38 帰還
「女神カスアンは、聖女を返せと! さもなくば、魔物をすべて滅ぼすとのことです」
「どちらにせよ、聖女が出てきた時点で、我らを滅ぼすつもりだろう。……そろそろ神の時代は終わりを告げるべきだ。戦う相手に神が加わっただけのこと」
魔王はそういって、歯牙にもかけず代わりに、私に向き直った。
「聖女を捕縛してくれたこと、感謝している。けれど、これ以上、我々のことに貴方を巻き込めない。もう、元の世界へ帰りなさい」
「でもっ、陛下、」
まだ私にも何かできることがあるかもしれない。
「……ミカ」
嫌だと首を降る私に、魔王は困った顔をした。
「貴方が、ここに残ることを望むのなら、私はとても嬉しい。けれど、貴方を待つ人がいるのだろう」
そういわれてはっとする。お父さん、お母さんは、今頃どうしてるかな。理由も告げずにいなくなった、私をずっと探して。
「……わかり、ました」
一度目は、この世界に来てつらいことばかりだったり。けれど、二度目の世は、大切な人がたくさんできた。だから、この世界も私にとって、大切になった。それは、とても、幸せなことだろう。
私が、頷くと魔王はゆっくりと微笑んだ。
「貴方がどこにいても、私の友であることに変わりはない」
「……はい」
■ □ ■
数日後。私は、元の世界へと戻ることになった。
ユーリンや、魔王、サーラが私を見送ってくれることになった。
そもそも巫女の願いを叶えられるのは一度だけかもしれないから、成功するとは限らないのだが、とりあえず、願ってみることにした。
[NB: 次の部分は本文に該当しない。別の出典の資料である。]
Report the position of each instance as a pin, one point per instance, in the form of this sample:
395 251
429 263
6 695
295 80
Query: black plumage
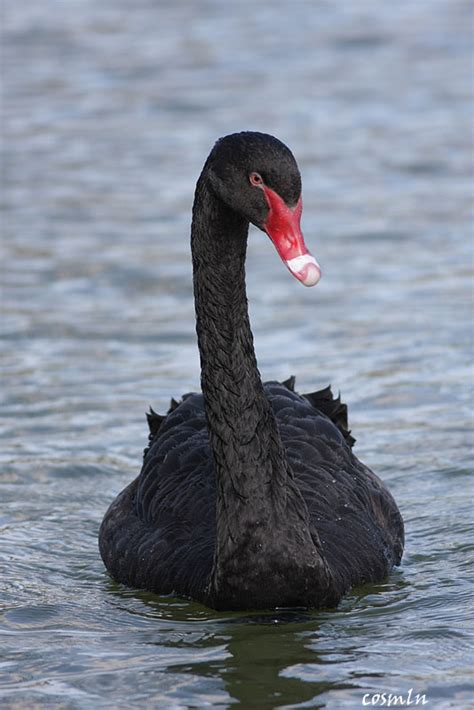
250 495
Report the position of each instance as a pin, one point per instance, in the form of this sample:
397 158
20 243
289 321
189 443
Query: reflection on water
109 113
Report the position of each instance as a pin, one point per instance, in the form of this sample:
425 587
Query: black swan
249 496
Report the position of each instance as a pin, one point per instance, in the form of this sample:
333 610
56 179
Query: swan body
250 496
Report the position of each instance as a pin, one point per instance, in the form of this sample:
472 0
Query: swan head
257 176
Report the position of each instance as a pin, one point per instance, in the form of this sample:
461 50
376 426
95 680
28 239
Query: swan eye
255 179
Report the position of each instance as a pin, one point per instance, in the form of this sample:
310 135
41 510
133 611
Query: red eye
255 179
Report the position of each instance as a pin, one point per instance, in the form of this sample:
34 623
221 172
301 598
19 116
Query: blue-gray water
110 109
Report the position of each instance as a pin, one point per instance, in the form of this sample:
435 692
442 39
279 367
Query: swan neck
242 428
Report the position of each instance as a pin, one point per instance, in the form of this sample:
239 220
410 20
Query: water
110 110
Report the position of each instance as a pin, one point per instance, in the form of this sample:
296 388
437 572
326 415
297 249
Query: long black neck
243 433
263 530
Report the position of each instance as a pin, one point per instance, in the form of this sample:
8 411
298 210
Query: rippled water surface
110 110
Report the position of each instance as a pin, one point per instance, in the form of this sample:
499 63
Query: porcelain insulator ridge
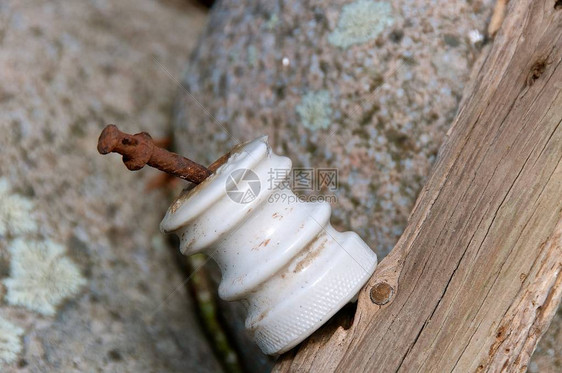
279 255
願っていたところで、誰かが、勢いよく部屋に入ってきた。
「美香!」
「……ガレン」
「元の世界へ帰れるならば、それが貴方の幸せとわかっています。……けれど、いかないでください、私は、まだ、貴方に伝えきれていないことがたくさんある」
ガレンは今にも泣きそうだった。そうだ、私はガレンが時を戻すために払った代償を知らない。このまま帰っても、本当にいいのだろうか?
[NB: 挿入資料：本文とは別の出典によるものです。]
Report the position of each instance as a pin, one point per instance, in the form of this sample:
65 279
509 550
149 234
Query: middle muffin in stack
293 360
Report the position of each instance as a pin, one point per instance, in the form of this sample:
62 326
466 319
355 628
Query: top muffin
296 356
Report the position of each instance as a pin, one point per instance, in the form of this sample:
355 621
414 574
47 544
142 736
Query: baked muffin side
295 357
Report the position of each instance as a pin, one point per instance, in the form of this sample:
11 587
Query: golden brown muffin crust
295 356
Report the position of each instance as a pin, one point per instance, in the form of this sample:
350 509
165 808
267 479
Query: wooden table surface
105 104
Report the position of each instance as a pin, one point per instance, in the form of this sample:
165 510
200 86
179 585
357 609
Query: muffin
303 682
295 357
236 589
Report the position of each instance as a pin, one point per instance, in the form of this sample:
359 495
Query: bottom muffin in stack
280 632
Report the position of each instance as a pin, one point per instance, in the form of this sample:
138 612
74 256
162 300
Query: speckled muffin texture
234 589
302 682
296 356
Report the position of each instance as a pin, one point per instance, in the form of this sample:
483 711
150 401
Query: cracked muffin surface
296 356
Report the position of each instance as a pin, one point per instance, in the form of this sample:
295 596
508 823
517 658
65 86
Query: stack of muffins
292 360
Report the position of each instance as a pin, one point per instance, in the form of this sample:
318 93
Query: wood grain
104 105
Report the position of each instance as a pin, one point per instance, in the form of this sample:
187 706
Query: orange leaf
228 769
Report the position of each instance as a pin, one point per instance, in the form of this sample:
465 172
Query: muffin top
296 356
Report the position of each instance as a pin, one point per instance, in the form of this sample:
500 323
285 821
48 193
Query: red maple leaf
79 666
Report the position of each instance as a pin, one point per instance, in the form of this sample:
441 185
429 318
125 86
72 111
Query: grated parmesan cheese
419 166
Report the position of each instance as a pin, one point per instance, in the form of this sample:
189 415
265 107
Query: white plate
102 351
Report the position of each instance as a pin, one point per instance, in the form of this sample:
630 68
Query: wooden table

私のなかに迷いが生じたけれど、それよりも、願いが聞き届けられる方が早かったらしい。
──体から光が溢れ、その眩しさに目を閉じ、再び目を開けたとき、私は魔王城の客室ではなく、通学路に立っていた。
その後の私がどうなったかというと、平穏な日々を過ごしていた。
通学路で行方不明になった私は、さぞ世間を騒がせているかと思ったが、そんなことはなかった。こちらの世界は全く時間が進んでいなかったのだ。私が家に帰ると、お母さんは、
「今日はハンバーグよ」
なんていって笑っていて、拍子抜けした。梓ちゃんと待ち合わせの場所にいっても、遅い、なんて言われることもなく、普通に遊んだ。
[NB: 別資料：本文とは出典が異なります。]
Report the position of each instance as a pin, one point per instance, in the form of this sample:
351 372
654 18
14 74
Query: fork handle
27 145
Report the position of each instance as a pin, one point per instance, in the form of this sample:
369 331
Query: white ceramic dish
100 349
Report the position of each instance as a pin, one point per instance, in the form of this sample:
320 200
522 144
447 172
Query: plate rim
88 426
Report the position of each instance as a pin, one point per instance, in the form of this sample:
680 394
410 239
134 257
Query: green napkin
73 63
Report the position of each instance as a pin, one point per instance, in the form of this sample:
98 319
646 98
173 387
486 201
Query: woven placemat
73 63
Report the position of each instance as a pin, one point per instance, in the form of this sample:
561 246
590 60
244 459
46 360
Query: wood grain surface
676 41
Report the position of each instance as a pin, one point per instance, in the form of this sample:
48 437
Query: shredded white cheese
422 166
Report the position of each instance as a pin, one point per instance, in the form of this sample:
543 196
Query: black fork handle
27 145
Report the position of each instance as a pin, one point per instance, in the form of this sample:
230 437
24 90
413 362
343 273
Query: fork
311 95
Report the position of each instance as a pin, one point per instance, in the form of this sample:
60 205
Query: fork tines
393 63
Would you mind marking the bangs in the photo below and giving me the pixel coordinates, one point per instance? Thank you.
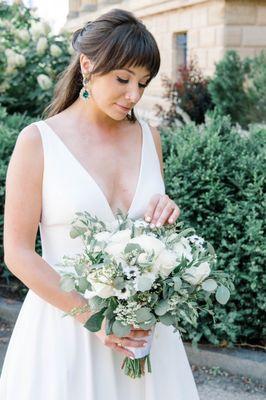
(130, 47)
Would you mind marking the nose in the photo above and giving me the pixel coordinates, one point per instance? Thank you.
(133, 95)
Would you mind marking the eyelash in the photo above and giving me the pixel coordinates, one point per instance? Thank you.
(124, 81)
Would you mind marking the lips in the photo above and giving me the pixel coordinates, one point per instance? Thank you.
(123, 107)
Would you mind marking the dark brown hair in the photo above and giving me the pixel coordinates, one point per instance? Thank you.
(112, 41)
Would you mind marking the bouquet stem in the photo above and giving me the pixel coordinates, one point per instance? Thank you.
(136, 368)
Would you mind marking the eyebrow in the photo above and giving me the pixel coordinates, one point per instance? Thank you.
(132, 72)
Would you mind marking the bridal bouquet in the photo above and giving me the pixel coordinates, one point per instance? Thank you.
(133, 275)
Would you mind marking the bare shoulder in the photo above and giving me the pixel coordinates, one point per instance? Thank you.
(158, 144)
(28, 152)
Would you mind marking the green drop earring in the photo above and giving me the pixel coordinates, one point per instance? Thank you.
(84, 92)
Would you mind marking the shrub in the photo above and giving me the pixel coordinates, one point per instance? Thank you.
(31, 58)
(216, 176)
(10, 126)
(188, 94)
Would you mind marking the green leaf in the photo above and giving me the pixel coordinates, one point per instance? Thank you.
(143, 314)
(209, 285)
(120, 330)
(83, 284)
(161, 308)
(94, 323)
(167, 319)
(222, 294)
(67, 283)
(177, 282)
(119, 283)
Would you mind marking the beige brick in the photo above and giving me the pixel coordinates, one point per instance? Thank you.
(180, 21)
(193, 38)
(199, 16)
(254, 36)
(232, 36)
(261, 15)
(207, 37)
(216, 13)
(240, 13)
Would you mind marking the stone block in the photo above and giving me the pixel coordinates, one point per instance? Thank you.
(200, 16)
(216, 13)
(240, 13)
(193, 38)
(254, 36)
(232, 35)
(207, 37)
(261, 15)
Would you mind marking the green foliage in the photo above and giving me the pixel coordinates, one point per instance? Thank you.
(10, 126)
(256, 88)
(31, 58)
(216, 175)
(188, 94)
(238, 88)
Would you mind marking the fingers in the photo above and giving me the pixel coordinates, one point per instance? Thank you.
(161, 210)
(121, 349)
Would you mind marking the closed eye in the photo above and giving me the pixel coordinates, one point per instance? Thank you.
(125, 81)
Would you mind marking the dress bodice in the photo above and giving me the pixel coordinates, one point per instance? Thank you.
(69, 188)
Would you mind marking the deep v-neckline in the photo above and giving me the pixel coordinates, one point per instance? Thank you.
(87, 173)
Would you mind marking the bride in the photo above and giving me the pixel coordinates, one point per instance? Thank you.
(93, 154)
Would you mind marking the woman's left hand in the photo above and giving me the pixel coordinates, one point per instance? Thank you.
(161, 209)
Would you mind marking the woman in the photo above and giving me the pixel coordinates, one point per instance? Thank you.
(91, 153)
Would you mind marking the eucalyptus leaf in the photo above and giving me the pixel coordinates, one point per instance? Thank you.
(119, 283)
(83, 284)
(167, 319)
(143, 314)
(209, 285)
(94, 323)
(120, 330)
(161, 308)
(67, 283)
(222, 294)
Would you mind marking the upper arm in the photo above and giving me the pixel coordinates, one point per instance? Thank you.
(23, 192)
(158, 145)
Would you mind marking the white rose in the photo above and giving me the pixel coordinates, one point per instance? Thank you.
(183, 248)
(148, 243)
(23, 35)
(195, 275)
(102, 236)
(41, 45)
(121, 236)
(39, 29)
(102, 290)
(166, 262)
(55, 50)
(44, 81)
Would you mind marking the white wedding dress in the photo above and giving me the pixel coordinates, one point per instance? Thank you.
(54, 358)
あの世界で、一年以上、巻き戻ってからは半年過ごしたのに変な感じだ。何だか、釈然としない思いを抱えながら、でも、いつかはそれも思い出になるのだろうと思っていた矢先、それは、訪れた。
いつものように学校へ行き、梓ちゃんと下校した別れ道。
見覚えのある魔方陣が、私の足元に現れた。
「えっ……?」
何で、これが……と、思う間もなく、光が溢れた。
目を開けると、そこは、城の中──ではなかった。以前のように、私を取り囲み、召喚が成功したと喜ぶ大人たちもいない。
それどころか、誰もいなかった。
辺りを見渡しても、そこにあるのは木だけだ。
「森……?」
何かの誤作動だろうか?
とりあえず、元の世界へと願ってみるが、全く効果が見られない。それに、そもそも以前のように、巫女の力のようなものを私自身から感じられなかった。